The "death of a star," meaning what happens to a star after its life on the main sequence, depends on its mass.

Low mass main-sequence stars (with main-sequence mass less than 10 solar masses or so) undergoe the following phases: red giant, then planetary nebula, then white dwarf.

As a low-mass main-sequence star (of mass less than 10 solar masses) exhausts its supply of hydrogen, it expands and cools. We call the star in this phase a red giant.

As the outer layers of the star's atmosphere continue to expand, we call the resulting cloud a planetary nebula.

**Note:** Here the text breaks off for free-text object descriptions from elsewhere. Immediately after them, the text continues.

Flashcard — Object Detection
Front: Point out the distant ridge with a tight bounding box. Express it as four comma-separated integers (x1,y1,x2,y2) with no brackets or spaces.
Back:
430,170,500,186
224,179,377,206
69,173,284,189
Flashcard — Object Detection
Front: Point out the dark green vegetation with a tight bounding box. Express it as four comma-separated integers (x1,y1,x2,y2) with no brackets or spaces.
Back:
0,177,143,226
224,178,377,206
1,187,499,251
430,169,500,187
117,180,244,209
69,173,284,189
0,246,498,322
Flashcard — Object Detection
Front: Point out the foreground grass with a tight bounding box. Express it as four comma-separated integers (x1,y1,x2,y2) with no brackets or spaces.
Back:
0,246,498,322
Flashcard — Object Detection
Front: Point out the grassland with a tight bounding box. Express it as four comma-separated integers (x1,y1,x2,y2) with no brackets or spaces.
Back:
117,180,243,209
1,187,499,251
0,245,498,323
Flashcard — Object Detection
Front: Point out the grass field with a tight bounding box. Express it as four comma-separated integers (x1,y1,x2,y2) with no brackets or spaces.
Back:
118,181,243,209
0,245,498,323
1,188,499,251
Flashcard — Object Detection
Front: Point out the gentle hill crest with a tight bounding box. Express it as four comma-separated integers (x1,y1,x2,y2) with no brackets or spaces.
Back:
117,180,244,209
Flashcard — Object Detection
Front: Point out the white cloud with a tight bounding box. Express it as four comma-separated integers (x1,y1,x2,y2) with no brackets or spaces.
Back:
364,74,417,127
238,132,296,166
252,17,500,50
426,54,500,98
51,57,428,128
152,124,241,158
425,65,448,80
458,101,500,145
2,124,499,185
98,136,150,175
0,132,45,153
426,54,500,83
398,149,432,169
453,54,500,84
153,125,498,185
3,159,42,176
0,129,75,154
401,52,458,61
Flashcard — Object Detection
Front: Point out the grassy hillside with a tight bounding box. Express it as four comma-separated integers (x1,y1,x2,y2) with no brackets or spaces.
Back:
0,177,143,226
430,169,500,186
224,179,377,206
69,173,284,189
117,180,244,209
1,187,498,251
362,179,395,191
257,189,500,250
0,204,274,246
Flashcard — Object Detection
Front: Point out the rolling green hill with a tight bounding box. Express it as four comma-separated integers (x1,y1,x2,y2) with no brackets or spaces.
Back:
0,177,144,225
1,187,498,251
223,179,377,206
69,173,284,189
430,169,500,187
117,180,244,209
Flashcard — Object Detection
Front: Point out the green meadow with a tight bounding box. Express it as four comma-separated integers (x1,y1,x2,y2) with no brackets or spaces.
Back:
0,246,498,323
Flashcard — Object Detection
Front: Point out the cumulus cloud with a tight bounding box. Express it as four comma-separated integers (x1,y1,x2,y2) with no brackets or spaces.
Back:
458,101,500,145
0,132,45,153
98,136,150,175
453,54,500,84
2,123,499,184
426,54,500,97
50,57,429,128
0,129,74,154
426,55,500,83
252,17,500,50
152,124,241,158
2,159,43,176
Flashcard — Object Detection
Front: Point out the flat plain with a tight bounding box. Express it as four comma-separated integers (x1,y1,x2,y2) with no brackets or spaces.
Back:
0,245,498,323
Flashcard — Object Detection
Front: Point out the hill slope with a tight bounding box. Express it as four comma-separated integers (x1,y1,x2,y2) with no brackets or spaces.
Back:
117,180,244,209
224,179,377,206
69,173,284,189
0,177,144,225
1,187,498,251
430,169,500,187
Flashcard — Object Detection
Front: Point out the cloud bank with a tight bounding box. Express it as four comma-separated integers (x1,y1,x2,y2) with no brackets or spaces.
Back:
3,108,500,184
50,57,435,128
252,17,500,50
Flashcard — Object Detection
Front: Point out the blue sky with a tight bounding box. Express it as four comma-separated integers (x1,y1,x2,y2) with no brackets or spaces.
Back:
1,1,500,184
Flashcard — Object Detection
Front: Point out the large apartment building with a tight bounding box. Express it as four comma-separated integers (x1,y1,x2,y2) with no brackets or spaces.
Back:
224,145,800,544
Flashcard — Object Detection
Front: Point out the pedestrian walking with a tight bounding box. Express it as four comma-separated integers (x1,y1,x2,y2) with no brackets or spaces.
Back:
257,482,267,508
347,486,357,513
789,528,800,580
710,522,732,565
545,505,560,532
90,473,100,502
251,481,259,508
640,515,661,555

At the center of the planetary nebula is the core of the star. The core's mass is less than 1.4 solar masses. The core of the star gravitationally contracts and increases in temperature, until reaching equilibrium where the particles of the star are packed so closely together that electrons cannot be packed more tightly. The star is now called a white dwarf.

Our Sun will follow this evolutionary path. The diameter of a white dwarf is about 1/100th of the diameter of the main sequence star it evolved from. Its volume, then, is about one millionth its original volume. Thus, a white dwarf is VERY dense, one of the most dense objects in the universe (though we'll discover a few objects more dense.)

The gravitational contraction of a white dwarf produces very high temperature. However, because its radius is so small, a white dwarf does not radiate very much energy per second and thus has a very low luminosity.

Eventually, the white dwarf will exhaust its fuel and cool until it cannot be seen. By this time, all elements in the periodic table from hydrogen to iron would have been produced by fusion sometime in the life of the star from main sequence phase to its white dwarf phase.